À la mort

Une pluie torrentielle s’abat avec fracas sur le sol, diluant le sang maculant le bitume d’un rouge pourpre. Sa main droite tremblante, la lame du couteau encore chaude, elle frissonne d’horreur et de dégoût. Une nausée terrible l’envahit et elle tombe à genoux, vomissant ses tripes sur les innombrables traces de pneus marquant la chaussée. Elle semble apercevoir son propre reflet à travers les flaques immenses envahissant la rue. Il tombe du ciel plus de gouttes que la rue ne peut en avaler. Chacune de ses expirations produit une fumée expiant à peine la rage qui ronge ses entrailles. D’intenses tremblements incontrôlables secouent l’entièreté de son corps.

Elle est allée au bout.
Le vase n’a pas débordé, il a implosé.
Retranchée, meurtrie. Une bête blessée. Les questionnements moraux se dissipent bien vite lorsque les plaies sont ouvertes. Lorsque la survie est en jeu, seul l’instinct animal peut vaincre.

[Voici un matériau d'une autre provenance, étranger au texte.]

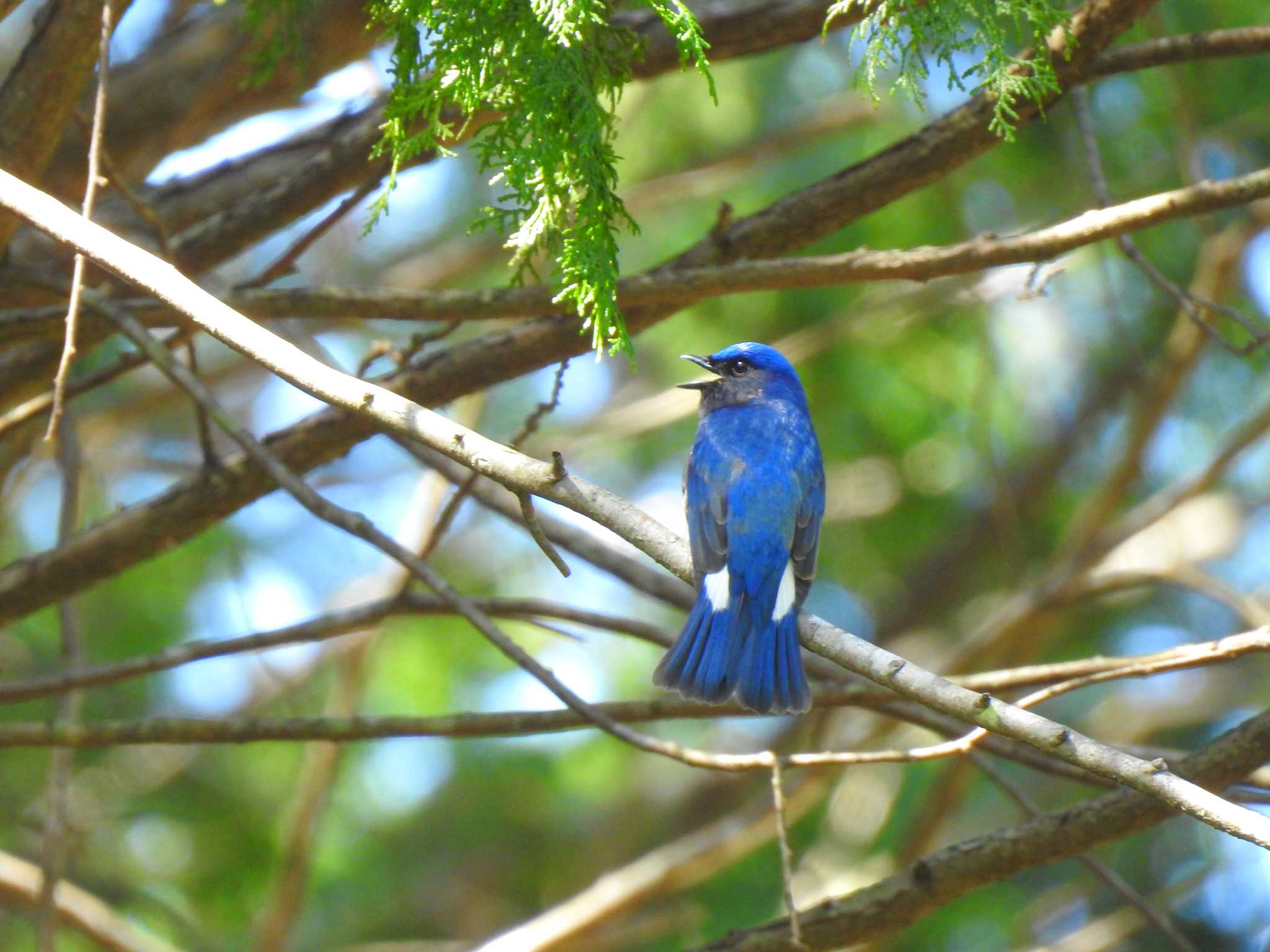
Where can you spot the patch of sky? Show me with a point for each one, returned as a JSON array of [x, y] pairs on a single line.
[[397, 776], [259, 598], [1219, 162], [1236, 895], [418, 208], [138, 30], [37, 516], [987, 206], [333, 95], [574, 664], [1118, 103], [1180, 447], [1038, 353], [138, 485], [815, 71], [278, 404], [841, 607]]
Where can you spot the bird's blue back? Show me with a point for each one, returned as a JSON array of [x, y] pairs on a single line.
[[755, 485]]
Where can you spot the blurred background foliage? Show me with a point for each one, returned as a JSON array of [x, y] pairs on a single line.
[[966, 423]]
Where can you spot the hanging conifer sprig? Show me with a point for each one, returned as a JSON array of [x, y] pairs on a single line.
[[553, 70]]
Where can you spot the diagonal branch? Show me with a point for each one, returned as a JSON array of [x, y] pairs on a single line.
[[683, 286], [948, 874]]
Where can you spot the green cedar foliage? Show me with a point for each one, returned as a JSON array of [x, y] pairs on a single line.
[[906, 37], [553, 70]]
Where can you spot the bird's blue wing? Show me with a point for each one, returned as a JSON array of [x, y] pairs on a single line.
[[706, 511], [807, 532]]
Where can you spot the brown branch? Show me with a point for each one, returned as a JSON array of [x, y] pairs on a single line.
[[673, 866], [1186, 47], [186, 509], [20, 885], [948, 874], [683, 286], [70, 464], [40, 405], [1219, 259], [191, 83], [522, 474], [38, 97], [1110, 878]]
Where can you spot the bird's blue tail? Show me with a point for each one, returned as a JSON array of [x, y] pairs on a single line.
[[722, 653]]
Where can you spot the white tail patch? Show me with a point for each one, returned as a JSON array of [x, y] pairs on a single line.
[[718, 586], [785, 593]]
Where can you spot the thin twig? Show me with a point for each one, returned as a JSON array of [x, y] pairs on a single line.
[[139, 206], [201, 423], [1192, 304], [516, 471], [538, 535], [286, 262], [358, 526], [786, 855], [94, 164], [43, 403], [56, 827], [167, 730], [1162, 922], [682, 286], [460, 495]]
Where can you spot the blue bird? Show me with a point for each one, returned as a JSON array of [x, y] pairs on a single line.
[[755, 487]]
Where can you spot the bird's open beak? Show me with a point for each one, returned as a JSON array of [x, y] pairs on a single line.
[[700, 362]]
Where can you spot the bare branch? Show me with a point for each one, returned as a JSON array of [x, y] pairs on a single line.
[[1186, 47], [677, 865], [1109, 876], [69, 461], [38, 97], [683, 286], [938, 879], [20, 885], [94, 173]]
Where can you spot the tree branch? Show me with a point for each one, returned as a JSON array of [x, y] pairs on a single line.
[[20, 884], [680, 287], [40, 94], [948, 874]]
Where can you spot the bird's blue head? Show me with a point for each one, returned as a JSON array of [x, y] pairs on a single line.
[[746, 372]]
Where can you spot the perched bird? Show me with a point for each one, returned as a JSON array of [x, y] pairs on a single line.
[[755, 487]]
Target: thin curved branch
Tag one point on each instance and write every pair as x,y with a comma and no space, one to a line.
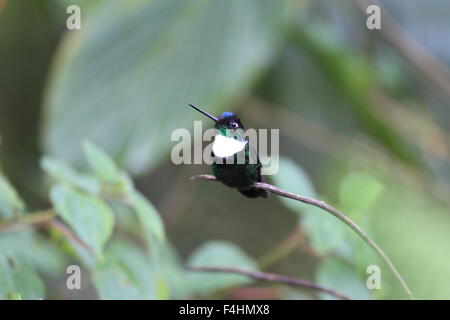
271,277
326,207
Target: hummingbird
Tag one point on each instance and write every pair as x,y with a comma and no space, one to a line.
230,142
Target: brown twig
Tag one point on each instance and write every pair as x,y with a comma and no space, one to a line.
326,207
67,233
271,277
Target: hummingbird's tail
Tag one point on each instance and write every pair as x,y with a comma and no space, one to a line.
254,192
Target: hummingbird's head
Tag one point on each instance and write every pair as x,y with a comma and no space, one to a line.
225,123
228,120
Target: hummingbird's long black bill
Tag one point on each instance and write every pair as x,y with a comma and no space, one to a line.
204,112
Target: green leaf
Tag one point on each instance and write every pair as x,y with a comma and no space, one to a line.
359,191
61,172
337,275
218,254
102,165
137,266
325,232
10,202
18,279
113,282
89,217
45,255
148,217
126,78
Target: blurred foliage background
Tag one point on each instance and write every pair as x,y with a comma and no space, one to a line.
364,124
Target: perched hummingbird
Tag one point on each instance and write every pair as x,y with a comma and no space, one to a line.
231,142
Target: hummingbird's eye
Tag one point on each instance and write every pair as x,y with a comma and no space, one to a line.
233,124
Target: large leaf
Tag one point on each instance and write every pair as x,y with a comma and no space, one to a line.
148,217
61,172
218,254
114,283
18,279
337,275
125,79
10,202
126,274
89,217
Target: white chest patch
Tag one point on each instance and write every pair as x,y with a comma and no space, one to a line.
224,147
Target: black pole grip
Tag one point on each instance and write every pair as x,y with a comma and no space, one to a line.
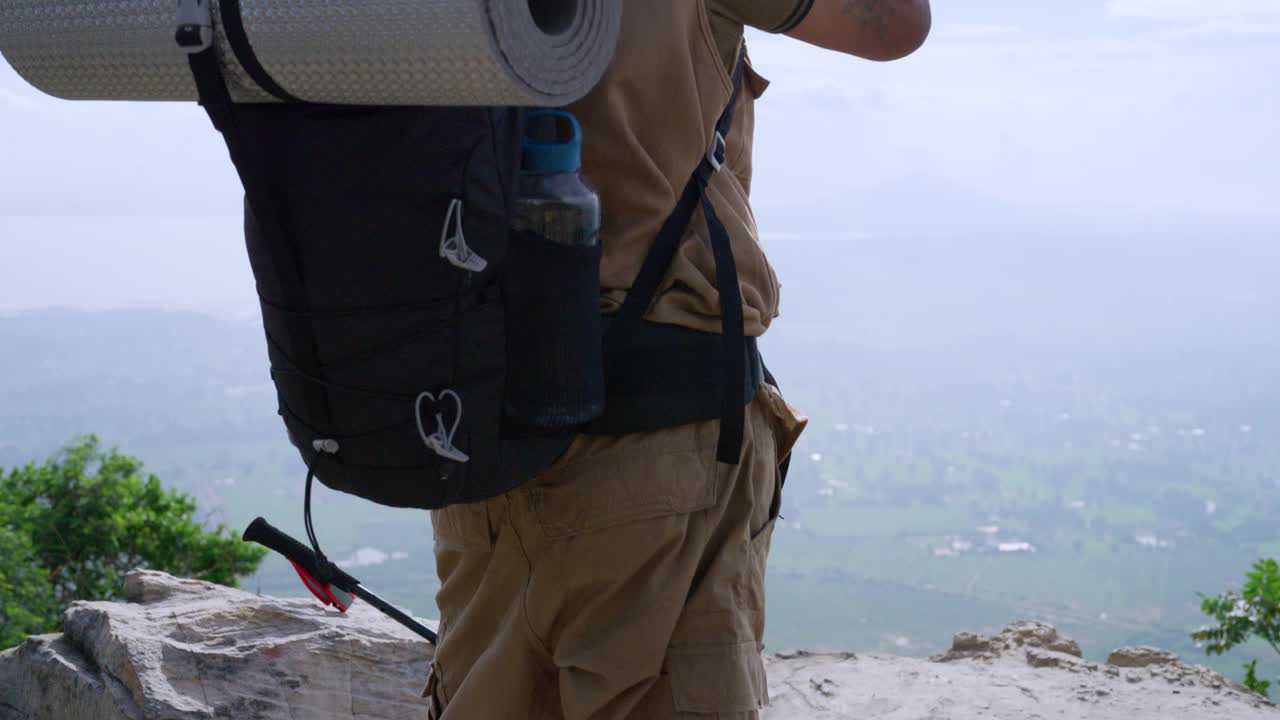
268,536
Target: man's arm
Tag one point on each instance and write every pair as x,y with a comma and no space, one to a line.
877,30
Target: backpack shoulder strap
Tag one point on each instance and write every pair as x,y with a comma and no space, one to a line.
734,347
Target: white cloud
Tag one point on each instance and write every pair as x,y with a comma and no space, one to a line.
1139,118
14,101
1196,10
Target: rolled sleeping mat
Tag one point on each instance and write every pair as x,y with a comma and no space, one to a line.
533,53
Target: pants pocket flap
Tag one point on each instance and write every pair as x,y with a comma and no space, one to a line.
718,678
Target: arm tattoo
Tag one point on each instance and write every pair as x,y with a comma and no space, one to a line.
876,16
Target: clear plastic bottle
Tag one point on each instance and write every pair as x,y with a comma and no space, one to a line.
553,197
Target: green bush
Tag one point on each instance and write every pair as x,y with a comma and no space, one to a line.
77,523
1251,613
27,604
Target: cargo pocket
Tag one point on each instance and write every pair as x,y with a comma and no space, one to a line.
717,679
554,333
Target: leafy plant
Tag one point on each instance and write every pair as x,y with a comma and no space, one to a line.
81,520
1242,615
27,601
1252,682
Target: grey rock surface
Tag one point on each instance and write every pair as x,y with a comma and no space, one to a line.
1141,656
183,650
1028,671
187,650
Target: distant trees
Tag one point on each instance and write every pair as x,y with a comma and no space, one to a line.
1240,616
72,527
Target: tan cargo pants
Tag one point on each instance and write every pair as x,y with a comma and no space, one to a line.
626,582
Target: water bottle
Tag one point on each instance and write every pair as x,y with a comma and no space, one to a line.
556,368
554,201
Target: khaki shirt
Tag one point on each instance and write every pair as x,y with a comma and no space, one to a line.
650,122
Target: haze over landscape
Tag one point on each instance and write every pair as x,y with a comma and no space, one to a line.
1029,305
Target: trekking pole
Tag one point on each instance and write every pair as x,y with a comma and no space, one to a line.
305,563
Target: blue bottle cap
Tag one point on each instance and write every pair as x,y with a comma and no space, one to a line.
552,144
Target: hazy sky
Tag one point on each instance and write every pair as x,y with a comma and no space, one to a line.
1148,105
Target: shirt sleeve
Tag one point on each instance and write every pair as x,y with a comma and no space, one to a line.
768,16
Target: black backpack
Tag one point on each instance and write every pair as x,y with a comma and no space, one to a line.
400,309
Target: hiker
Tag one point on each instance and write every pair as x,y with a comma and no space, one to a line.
627,579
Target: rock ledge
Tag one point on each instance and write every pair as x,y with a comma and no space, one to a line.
183,650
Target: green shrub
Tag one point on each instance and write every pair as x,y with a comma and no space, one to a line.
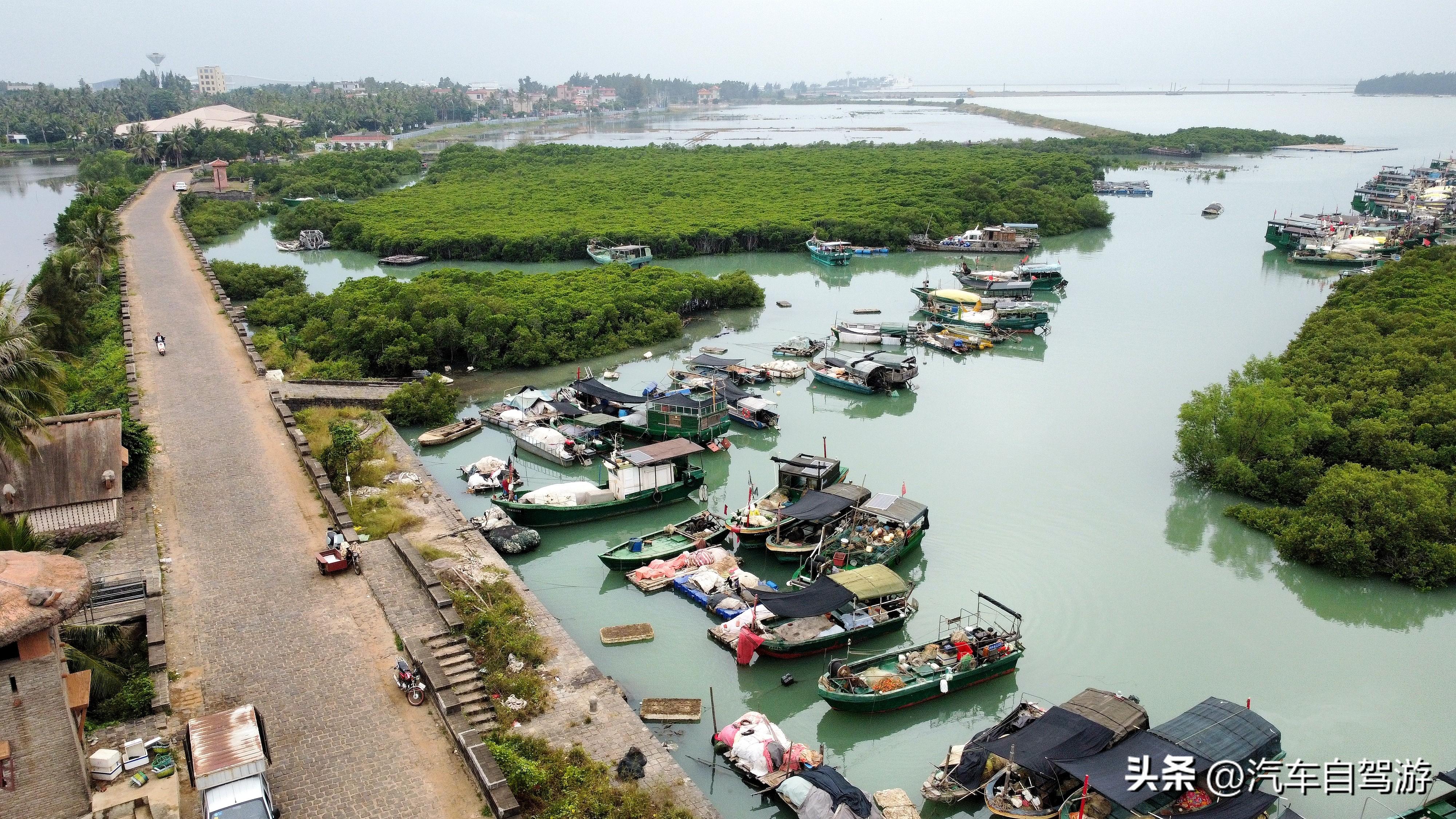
245,282
538,203
210,219
423,403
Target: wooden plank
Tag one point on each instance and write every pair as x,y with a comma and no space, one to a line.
631,633
668,710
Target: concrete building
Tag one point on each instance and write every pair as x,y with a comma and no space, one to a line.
210,79
72,482
43,758
357,142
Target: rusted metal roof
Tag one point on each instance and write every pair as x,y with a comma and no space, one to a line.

Chaque retour à la maison n’est qu’une bande annonce du film d’horreur qui est programmé. Mais elle ne peut se détourner de lui. Il n’y a que lui. Et elle absorbe chaque coup comme une douloureuse nécessité. Chaque instant dont la violence est absente se transforme en Eden dont les pommes fleurissent de fruits à cueillir tant qu’ils sont murs. La vertu reprend toujours le pas sur le vice. Le ciel ensoleillé ne fait que trop vite oublier les impacts de foudre. Le calme avant la tempête. Comment tient-elle ? Quelle force a-elle ? Une force que nul homme n’aura jamais car si les rôles sont inversés, jamais l’espoir ne lui fournira autant de force d’abnégation.

Sa force est sa faiblesse à lui.
Et sa faiblesse sa force à elle.
Mais lorsque la peur atteint son paroxysme, alors la soumission est complète. Chaque acte a pour but d’éviter ses conséquences. Chaque parole cherche le contentement. Chaque pensée se soumet. Le ciel n’est plus qu’un plafond de noirceur jusqu’à l’infinie. L’espoir s’éteint progressivement. L’acceptation de la désespérance est probablement l’acte le plus ignonomique que l’on puisse commettre à autrui. Mais survient un temps ou les mots ne suffisent plus à contenir les pulsions. Leur dureté atteint une limite ne permettant plus d’exulter la croissance exponentielle de la folie.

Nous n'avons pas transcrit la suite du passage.